PROJECT SUMMARY Hearing loss is a major health concern in our society, affecting over 360 million people worldwide (World Health Organization, 2017). Aminoglycoside chemotherapy causes permanent hearing loss in 20-25% of treated patients. To date, no drugs have been approved by the Food and Drug Administration for protection from aminoglycoside-related hearing loss. Most candidate compounds currently in pre-clinical trials are related to antioxidants, vitamins, and glutathione metabolism, and thus many of these compounds, such as sodium thiosulfate, can interfere with aminoglycoside bactericidal activity. We have conducted a high-throughput screen of bioactive synthetic and natural compounds employing zebrafish as our platform for aminoglycoside ototoxicity and identified a natural compound as an important therapeutic molecule for aminoglycoside-induced cell death and hearing loss. Our Specific Aim is to test whether this natural compound protects from aminoglycoside-induced hearing loss by systemic delivery in a mouse model. Our approach is to intraperitoneally administer the compound for 15 days in adult C57BL/6 mice treated with kanamycin, measure their ABR and DPOAEs thresholds, EPs and analyze their cochlear histology. The maximum non-toxic dose of this compound will be experimentally determined and tested for hearing-protective effects. This work will shed light on the possibility of using this natural compound to combat aminoglycoside-induced hearing loss. The results of this study will provide the key proof of principle to develop novel therapeutic strategies against side effects of aminoglycoside chemotherapy. In the future, we will also test the efficacy of this compound to protect against cisplatin- noise- and age-related hearing loss. If successful, this proposal, has the potential to be a significant step forward for the treatment of aminoglycoside- induced hearing loss in patients suffering from severe Gram-negative bacterial infections.

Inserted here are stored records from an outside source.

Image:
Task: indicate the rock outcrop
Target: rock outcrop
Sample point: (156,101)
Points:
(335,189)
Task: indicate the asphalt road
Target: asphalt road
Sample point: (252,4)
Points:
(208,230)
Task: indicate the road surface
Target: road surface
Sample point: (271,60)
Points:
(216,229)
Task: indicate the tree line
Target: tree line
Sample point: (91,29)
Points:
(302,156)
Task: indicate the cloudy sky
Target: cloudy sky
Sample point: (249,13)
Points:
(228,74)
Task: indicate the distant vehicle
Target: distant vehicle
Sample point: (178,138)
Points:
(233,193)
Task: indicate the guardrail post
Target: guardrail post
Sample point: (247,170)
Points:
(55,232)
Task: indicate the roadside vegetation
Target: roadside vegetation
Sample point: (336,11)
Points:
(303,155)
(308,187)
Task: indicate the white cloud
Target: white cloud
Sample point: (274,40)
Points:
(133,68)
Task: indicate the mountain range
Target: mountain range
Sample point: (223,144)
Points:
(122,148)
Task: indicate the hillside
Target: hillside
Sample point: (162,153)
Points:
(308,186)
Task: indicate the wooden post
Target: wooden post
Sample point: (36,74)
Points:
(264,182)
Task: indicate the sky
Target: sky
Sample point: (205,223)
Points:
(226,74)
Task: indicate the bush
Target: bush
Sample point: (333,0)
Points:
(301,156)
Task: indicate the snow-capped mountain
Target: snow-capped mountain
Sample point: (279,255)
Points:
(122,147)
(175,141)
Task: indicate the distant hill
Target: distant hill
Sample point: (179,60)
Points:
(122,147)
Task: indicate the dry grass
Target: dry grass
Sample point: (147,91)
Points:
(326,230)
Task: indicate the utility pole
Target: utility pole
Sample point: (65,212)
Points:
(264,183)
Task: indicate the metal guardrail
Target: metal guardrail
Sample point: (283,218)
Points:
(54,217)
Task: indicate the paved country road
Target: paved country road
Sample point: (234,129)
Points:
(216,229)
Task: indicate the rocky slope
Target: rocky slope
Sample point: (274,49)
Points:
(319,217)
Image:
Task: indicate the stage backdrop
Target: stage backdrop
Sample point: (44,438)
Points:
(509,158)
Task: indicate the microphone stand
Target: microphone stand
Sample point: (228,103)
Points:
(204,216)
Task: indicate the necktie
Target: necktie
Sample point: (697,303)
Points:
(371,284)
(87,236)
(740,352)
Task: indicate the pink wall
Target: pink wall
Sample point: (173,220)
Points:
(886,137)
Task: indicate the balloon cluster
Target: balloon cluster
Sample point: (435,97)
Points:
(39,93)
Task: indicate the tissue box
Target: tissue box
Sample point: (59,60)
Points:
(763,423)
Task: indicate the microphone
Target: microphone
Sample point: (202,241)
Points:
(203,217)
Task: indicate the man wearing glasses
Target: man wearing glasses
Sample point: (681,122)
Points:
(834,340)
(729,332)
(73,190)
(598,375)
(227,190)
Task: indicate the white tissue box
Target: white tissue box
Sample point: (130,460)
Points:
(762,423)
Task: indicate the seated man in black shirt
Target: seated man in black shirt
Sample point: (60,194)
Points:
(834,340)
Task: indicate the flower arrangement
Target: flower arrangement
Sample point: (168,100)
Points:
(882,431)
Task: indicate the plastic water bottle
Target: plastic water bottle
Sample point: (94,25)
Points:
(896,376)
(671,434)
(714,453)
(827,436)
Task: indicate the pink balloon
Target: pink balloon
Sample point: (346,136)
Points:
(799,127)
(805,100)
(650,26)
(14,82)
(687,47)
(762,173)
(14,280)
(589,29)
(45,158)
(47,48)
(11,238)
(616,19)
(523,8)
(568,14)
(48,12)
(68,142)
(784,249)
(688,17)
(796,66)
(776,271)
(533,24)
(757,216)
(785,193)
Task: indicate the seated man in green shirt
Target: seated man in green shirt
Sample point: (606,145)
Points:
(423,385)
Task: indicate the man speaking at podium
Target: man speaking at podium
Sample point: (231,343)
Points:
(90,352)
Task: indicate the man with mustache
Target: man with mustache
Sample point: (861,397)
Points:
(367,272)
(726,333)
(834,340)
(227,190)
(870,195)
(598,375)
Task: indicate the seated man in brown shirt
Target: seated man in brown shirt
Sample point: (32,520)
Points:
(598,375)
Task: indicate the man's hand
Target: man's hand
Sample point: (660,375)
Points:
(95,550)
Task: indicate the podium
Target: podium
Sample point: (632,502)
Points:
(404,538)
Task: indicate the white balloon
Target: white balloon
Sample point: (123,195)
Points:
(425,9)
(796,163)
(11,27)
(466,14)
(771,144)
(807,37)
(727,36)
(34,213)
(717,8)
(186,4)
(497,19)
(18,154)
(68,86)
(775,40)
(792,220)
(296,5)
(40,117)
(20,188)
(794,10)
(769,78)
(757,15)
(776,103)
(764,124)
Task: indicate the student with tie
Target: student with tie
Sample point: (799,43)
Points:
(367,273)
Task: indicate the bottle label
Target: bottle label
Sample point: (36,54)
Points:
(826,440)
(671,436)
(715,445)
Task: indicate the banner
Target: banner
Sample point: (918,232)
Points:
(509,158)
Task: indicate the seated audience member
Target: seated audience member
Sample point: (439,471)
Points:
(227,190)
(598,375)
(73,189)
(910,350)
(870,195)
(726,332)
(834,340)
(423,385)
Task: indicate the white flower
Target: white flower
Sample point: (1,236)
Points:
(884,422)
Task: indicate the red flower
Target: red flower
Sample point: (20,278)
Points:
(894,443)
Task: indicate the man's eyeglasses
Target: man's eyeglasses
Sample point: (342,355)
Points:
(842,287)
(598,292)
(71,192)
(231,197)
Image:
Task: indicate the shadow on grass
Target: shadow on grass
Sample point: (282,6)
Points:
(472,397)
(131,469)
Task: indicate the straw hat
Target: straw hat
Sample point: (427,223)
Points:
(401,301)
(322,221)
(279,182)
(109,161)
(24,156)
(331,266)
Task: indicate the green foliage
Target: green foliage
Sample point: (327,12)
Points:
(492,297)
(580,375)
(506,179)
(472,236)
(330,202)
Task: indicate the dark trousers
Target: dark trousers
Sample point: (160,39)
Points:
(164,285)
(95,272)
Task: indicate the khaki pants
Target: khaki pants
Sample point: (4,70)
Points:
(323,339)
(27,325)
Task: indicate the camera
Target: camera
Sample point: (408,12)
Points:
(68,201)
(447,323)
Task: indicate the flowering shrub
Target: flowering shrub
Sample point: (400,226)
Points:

项目摘要 听力损失是我们社会的主要健康问题，全世界影响超过3.6亿人 （世界卫生组织，2017年）。氨基糖苷化疗导致永久性听力损失 20-25％的治疗患者。迄今为止，尚未获得食品和药物的批准 保护与氨基糖苷相关的听力损失的保护。大多数候选化合物 目前，临床前试验与抗氧化剂，维生素和谷胱甘肽代谢有关，以及 因此，许多这些化合物（例如硫代硫酸钠）都会干扰氨基糖苷 杀菌活性。 我们已经进行了生物活性合成和天然化合物的高通量屏幕 利用斑马鱼作为我们的氨基糖苷耳毒性的平台，并确定了天然化合物 作为氨基糖苷诱导的细胞死亡和听力丧失的重要治疗分子。 我们的具体目的是测试这种天然化合物是否可以保护氨基糖苷诱导的 在鼠标模型中全身传递的听力损失。我们的方法是腹膜内管理 成人C57BL/6小鼠用卡纳霉素治疗的化合物15天，测量其ABR和 DPOAES阈值，EPS和分析其人工耳蜗学。最大无毒剂量 化合物将经过实验确定并测试听力保护作用。这项工作将 阐明使用这种天然化合物对抗氨基糖苷诱导的可能性 听力损失。 这项研究的结果将为制定新型治疗策略提供原则的关键证明 反对氨基糖苷化学疗法的副作用。将来，我们还将测试 这种化合物可预防顺铂 - 噪声和年龄相关的听力损失。如果成功，这 提案有可能成为治疗氨基糖苷 - 患有严重革兰氏阴性细菌感染的患者的诱发听力损失。